Mortgage Defaults, Delinquencies, and What the Data Means

Story summary: Mortgage defaults and delinquencies were both down in January 2012, compared to the previous month. The year-over-year delinquency rate dropped by more than 10%. Foreclosure starts were up last month, but this is to be expected as the banks begin to process foreclosures more rapidly.

Mortgage Delinquencies, January 2012

You can tell a lot about the future of the housing market by looking at mortgage delinquency and foreclosure trends. An uptick in the number of defaulting homeowners generally suggests a swelling tide of foreclosures down the road. This is exactly what we don’t need right now, given the supply overhang I wrote about on Monday. In the absence of strong demand, this kind of trend puts downward pressure on home prices and stalls recovery.

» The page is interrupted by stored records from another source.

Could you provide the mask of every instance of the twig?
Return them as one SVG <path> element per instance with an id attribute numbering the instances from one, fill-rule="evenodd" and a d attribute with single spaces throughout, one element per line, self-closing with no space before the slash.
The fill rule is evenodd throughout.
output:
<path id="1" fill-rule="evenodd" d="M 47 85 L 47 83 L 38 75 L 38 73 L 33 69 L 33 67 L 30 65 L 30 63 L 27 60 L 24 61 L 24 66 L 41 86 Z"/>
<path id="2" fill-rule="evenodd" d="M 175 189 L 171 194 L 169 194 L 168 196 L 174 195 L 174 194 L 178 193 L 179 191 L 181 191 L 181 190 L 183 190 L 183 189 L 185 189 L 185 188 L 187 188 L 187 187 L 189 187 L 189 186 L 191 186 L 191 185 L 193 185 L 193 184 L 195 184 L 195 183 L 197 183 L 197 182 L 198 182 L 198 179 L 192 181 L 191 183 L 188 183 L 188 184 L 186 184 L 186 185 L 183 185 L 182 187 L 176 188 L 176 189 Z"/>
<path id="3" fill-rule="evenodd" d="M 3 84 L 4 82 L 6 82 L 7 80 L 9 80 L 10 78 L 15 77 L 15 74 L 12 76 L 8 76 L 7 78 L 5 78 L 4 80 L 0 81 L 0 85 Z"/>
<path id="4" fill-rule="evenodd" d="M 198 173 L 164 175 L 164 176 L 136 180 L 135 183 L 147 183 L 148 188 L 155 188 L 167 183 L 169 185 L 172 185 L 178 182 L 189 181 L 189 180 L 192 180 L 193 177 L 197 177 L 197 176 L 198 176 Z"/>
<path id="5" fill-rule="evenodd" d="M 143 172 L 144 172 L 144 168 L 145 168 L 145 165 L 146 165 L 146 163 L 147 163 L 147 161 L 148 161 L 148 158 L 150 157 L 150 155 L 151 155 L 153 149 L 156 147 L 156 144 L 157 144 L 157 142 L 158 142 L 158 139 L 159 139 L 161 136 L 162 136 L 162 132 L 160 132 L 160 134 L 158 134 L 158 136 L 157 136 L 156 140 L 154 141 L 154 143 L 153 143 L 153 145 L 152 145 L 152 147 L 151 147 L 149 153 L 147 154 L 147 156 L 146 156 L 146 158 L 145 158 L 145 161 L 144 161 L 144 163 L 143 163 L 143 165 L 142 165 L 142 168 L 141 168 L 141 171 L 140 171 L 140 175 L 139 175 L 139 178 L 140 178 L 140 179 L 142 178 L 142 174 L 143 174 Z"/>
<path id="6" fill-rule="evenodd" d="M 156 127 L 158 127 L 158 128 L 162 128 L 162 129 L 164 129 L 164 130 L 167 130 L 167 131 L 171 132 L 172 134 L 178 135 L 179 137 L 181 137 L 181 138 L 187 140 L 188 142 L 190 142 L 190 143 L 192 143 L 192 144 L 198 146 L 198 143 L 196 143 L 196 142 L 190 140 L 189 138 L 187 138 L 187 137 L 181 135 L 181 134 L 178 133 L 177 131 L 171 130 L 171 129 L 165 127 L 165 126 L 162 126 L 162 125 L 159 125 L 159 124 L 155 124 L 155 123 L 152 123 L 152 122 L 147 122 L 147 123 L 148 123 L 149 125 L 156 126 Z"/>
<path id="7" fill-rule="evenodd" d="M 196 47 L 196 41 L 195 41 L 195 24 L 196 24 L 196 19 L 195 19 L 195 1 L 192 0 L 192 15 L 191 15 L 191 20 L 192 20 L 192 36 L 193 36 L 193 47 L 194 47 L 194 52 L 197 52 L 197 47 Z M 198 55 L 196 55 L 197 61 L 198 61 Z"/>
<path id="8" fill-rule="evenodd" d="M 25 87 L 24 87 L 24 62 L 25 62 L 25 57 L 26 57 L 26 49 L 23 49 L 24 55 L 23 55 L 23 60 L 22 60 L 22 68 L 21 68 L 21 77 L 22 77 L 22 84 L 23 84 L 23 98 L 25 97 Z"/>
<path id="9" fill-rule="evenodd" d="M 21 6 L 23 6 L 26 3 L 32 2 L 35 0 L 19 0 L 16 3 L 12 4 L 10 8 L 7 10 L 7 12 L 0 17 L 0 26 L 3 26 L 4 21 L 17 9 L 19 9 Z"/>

A drop in delinquencies, on the other hand, can be taken as a good sign. At least, when it happens over a long enough period of time to be statistically significant. And that’s what we have in the latest report released by Lender Processing Services (LPS), a data and technology firm that serves the mortgage industry. Roughly half of all U.S. home loans are serviced with LPS’ technology products. According to their report, which contains data through the end of January 2011, there has been a 10.5% decrease in mortgage delinquencies over the last year. And that bodes well for the future of the housing market. The distant future, anyway.

Delinquencies, Defaults and Starts – What Does It All Mean?

In order to understand what all of this means to the housing market, we must keep the terminology sorted out. In particular, it’s important to understand the distinction between these three terms:

  • Mortgage Delinquencies — These are homeowners who have fallen behind on their monthly payments. It generally refers to people who are at least 30 days, or one payment, past due. (Technically, you are delinquent one day after a missed payment. But most lenders allow a grace period of up to 30 days.) These are homes that have not yet fallen into foreclosure, though many people who reach this stage of delinquency do end up in foreclosure eventually.
  • Mortgage Defaults — This is when the homeowner has missed three or more payments on the loan. At this point, the homeowner is at least 90 days delinquent on the mortgage. This is a key stage in the process, because it’s the point at which most lenders will start the foreclosure process (see next item). Note: Foreclosure laws and proceedings vary by state. This time line is not set in stone.
  • Foreclosure Starts — This is when the bank / lender has actually initiated the foreclosure proceedings, usually by filing a notice of foreclosure with local officials.

I’ve put these terms in chronological order. The homeowner becomes delinquent after missing a payment. If the delinquency continues for three or more payments, he or she is said to be in default on the loan. A foreclosure start occurs when the lender initiates the process through which they will repossess and resell the home.

Delinquencies and defaults were both down in January, while foreclosure starts were up. But there’s a very good reason the starts are rising. It’s to be expected really, given the recent events in the lending industry. What’s more, foreclosure starts will likely rise again next month, and possibly the month after that. But it’s not the end of the world. In fact, it may just be the beginning of a long-delayed recovery.

Many in the media have missed the key piece of data contained in this report. Their headlines tell of the “rise in foreclosure starts,” while all but ignoring the year-over-year drop in delinquencies. There was also a drop in mortgage defaults, as reported by S&P recently.

Rise in Foreclosure Starts Inevitable After “Big Bank Settlement”

Earlier this month, the federal government reached an agreement with the largest mortgage lenders in the country, over the alleged abuses that are now collectively known as “robo-signing.” In short, the five banks will pay around $26 billion to end the nationwide investigation into their foreclosure-processing practices. This will allow a return to business as usual on the foreclosure front. It will also very likely lead to a rise in the number of home seizures, as we move further into 2012.

The Washington Post recently stated that the foreclosure settlement “may result in a wave of home seizures, inflicting short-term pain on delinquent U.S. borrowers while making a long-term housing recovery more likely.”

Now, the banks can process foreclosure more efficiently. This might seem like a bad thing. The machine that pulls homes out from under people is once more running at full speed. In many cases, however, a foreclosure filing is inevitable. Like when a homeowner is several months into default and has no intention of resolving the debt. The longer it drags out, the more it hurts the housing market. It adds to the so-called shadow inventory of distressed properties. It keeps supply and demand in a state of imbalance. It prevents appreciation and delays housing recovery at the local level.

The efficient resale of distressed properties is critical to our nation’s housing recovery. And the foreclosure settlement between the government and the big banks is a step in that direction — regardless of how we feel about it on a personal level.